Già dalla fine del 1800, a controbilanciare, almeno in parte
gli effetti della crisi, a Torino e nei territori limitrofi, come Grugliasco,
compare un nuovo genere di insediamenti produttivi, diversamente localizzati;
i nuovi impianti sorgono quasi tutti nella zona nord-ovest, verso Rivoli
e Collegno.

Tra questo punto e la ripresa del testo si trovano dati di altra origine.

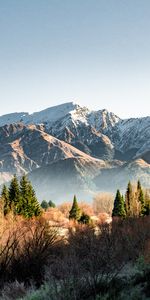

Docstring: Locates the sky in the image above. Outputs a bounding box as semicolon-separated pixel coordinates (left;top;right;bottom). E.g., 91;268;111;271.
0;0;150;118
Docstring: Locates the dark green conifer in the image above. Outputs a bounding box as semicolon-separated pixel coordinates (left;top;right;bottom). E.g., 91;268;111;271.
20;176;41;218
69;195;81;221
1;184;10;215
112;190;126;217
48;200;56;208
125;181;133;216
79;212;91;225
9;175;21;214
41;200;49;210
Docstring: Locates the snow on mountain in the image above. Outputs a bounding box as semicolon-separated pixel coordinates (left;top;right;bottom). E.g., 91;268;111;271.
0;102;150;162
111;117;150;162
0;112;29;126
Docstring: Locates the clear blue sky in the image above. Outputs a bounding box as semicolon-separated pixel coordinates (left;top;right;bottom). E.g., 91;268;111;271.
0;0;150;117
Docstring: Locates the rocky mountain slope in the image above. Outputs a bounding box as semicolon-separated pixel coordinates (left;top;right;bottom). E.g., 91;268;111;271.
0;102;150;202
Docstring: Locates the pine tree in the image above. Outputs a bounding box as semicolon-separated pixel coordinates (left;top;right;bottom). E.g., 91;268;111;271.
79;212;91;225
41;200;49;210
20;176;41;218
112;190;126;217
138;188;146;216
9;175;21;214
144;190;150;216
1;184;10;215
69;195;81;221
137;180;147;216
125;181;133;216
48;200;56;208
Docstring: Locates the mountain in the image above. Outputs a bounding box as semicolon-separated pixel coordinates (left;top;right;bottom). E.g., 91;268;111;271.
0;102;150;199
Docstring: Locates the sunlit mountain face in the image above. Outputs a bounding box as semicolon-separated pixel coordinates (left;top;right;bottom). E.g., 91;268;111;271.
0;102;150;201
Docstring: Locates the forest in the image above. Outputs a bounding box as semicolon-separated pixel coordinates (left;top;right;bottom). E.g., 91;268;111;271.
0;175;150;300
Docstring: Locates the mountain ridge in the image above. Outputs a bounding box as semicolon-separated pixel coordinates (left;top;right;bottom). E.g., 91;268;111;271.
0;102;150;203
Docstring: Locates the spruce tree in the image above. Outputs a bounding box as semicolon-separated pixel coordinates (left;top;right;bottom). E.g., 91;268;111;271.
1;184;10;215
138;188;146;216
48;200;56;208
41;200;49;210
79;212;91;225
20;176;41;218
137;180;147;216
112;190;126;217
69;195;81;221
9;175;21;214
125;181;133;216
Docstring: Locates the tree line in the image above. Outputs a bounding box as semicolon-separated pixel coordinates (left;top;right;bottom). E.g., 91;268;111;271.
112;180;150;217
1;175;41;218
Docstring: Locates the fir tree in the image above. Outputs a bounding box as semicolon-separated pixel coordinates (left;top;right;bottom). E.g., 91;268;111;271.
48;200;56;208
1;184;10;215
20;176;41;218
69;196;81;221
79;212;91;225
9;175;21;214
112;190;126;217
137;180;147;216
125;181;133;216
41;200;49;210
138;188;146;216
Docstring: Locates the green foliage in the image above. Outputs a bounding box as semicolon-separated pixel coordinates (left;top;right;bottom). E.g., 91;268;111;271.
69;195;81;221
9;175;21;214
125;181;133;216
1;184;10;215
41;200;49;210
48;200;56;208
1;175;41;218
112;190;126;217
79;212;91;225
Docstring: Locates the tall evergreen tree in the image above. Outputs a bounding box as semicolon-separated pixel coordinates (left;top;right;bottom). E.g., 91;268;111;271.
20;176;41;218
48;200;56;208
1;184;11;215
137;180;147;216
69;195;81;221
125;181;133;216
9;175;21;214
41;200;49;210
112;190;126;217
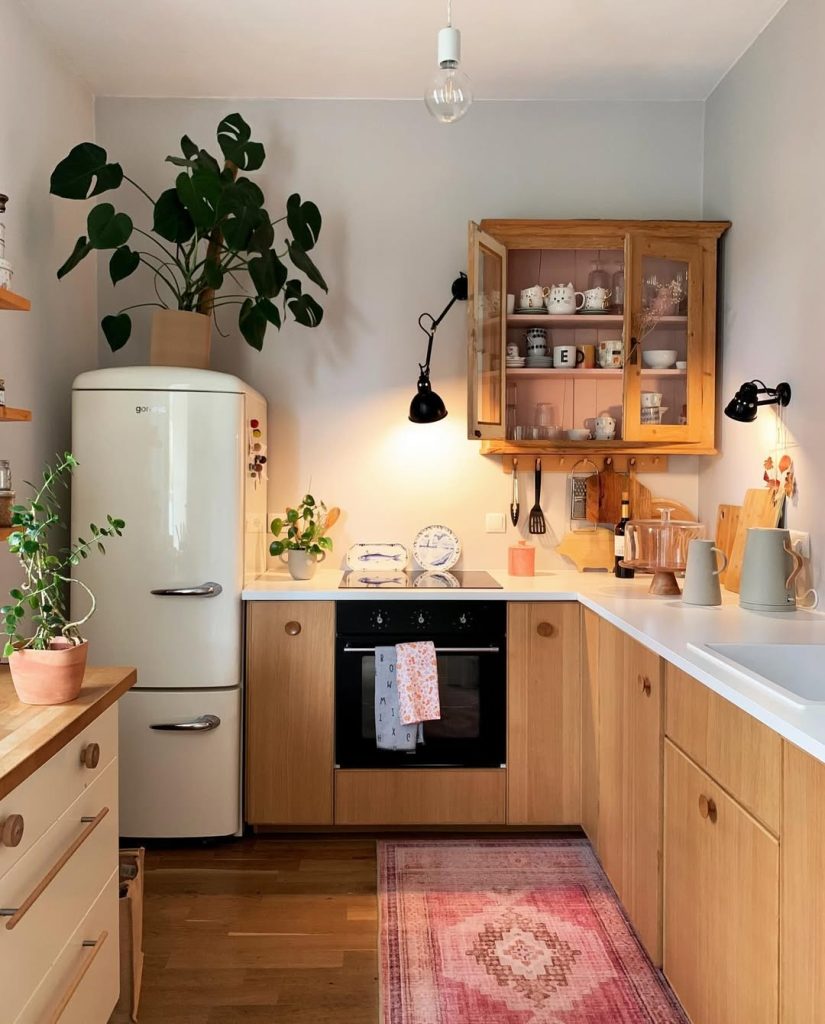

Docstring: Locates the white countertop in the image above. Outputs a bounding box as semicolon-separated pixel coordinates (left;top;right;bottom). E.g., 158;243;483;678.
243;569;825;762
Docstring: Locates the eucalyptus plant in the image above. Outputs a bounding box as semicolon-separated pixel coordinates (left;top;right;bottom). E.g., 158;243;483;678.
50;114;328;351
0;452;126;657
269;495;333;558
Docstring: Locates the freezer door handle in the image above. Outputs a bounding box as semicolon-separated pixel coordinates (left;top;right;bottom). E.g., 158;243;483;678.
149;715;220;732
149;583;223;597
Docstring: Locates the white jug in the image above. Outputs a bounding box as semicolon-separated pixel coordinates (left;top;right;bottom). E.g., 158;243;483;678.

Compaiono così già a partire dal 1871 una fabbrica
di lime; nel 1880 uno iutificio; nel 1903 la Manifattura Piemontese Spazzole;;
nel 1908 la Società Italiana per l’Amianto; si tratta di
vere e proprie fabbriche, anche se di dimensioni medie. Proprio l’area
di Grugliasco e Collegno costituisce nel primo decennio del novecento
uno dei 5 poli piemontesi ( con Pinerolo, Ivrea, Alessandria e Novara)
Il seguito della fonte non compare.